Yes, that might be a problem, but don’t think it is. So far, my investigations have shown, at least to my own satisfaction, that it’s remarkably easy and feels very natural to extend Prolog with features from Erlang, or, if you want, to combine the logic programming model of computation with the actor programming model.
Here’s an example from the manuscript which didn’t fit in the Erlang’19 paper. It shows how a tiny yet fairly generic encapsulated search predicate can be implemented on top of an actor in Web Prolog. It doesn’t have all the features a “real” pengine has, but it shows, quite nicely I think, how easy it is to build such a thing on top of an actor:
search(Query, Pid, Options) :-
self(Self),
spawn(query(Query, Self), Pid, [
monitor(true),
src_predicates([query/2])
| Options
]).
query(Query, Parent) :-
self(Self),
call_cleanup(Query, Det=true),
( var(Det)
-> Parent ! success(Self, Query, true),
receive({
next -> fail;
stop ->
Parent ! stopped(Self)
})
; Parent ! success(Self, Query, false)
).
We don’t have to assume that the implementation is available at the remote node. Instead, by passing the src_predicate
option, we send the predicate query/2
along for injection into the workspace of the process. Here is an example of how search/3
can be used to query a remote node:
?- search(p(X), Pid, [
node('http://remote.org')
]).
Pid = 1879876@'http://remote.org'.
?- flush.
Shell got success(1879876@'http://remote.org', p(a), true)
true.
?- $Pid ! next.
true.
?- flush.
Shell got success(1879876@'http://remote.org', p(b), true)
true.
?- $Pid ! stop.
true.
?- flush.
Shell got stopped(1879876@'http://remote.org')
Shell got down(1879876@'http://remote.org', true)
true.
?-
Note that the code for search/3
does not say anything about what should happen if an exception is thrown, which would for example be the case if the predicate called by the goal is not defined. But since the spawned process is monitored, the error message will eventually reach the mailbox of the spawning process anyway, in the form of a down
message. The same is true for failure.
The key here is the receive/1-2
predicate and the decision to make it semidet, allowing it too fail if the body of one of its receive clauses fails. Here’s what I say about the much smaller examples in the paper:
The tiny examples in this section highlighted a vital feature of the Web Prolog design as they showed how Prolog-style search and Erlang-style concurrency can be integrated and how a non-deterministic query can be supplied with a deterministic interface. This is precisely the point where the logic programming model and the actor programming model – represented here by Prolog and Erlang – interface with each other. This suggests that Prolog’s backtracking mechanism is perfectly compatible with, and in fact complements, the proposed Erlang-like mechanisms for spawning actors and handling the communication between them.

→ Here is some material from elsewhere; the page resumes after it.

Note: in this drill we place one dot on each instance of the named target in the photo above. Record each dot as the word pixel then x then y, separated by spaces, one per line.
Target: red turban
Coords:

Of course, since pengines are available, you don’t have write your own solver.
So, does Web Prolog deserve to be called a multi-paradigm programming language then? Yes, why not, because in the very nicely organised and very well argued taxonomy of programming paradigms by Peter van Roy, as seen below, it is indeed possible to pinpoint exactly where Web Prolog fits in. I have enclosed the relevant boxes in boxes with rounded corners. (The original diagram, with explanations, is available here, and a book chapter, with even more explanations here.)
With access to predicates for asserting and retracting facts in the dynamic database, traditional Prolog has always been able to support imperative programming (and later additions such as setarg/3
has of course amplified this). Thus Prolog has never really been a single-paradigm programming language, and this is reflected in van Roy’s taxonomy. With the addition of support for the actor programming model, Web Prolog becomes a much clearer as well as (in my view) a more interesting example of a multi-paradigm programming language.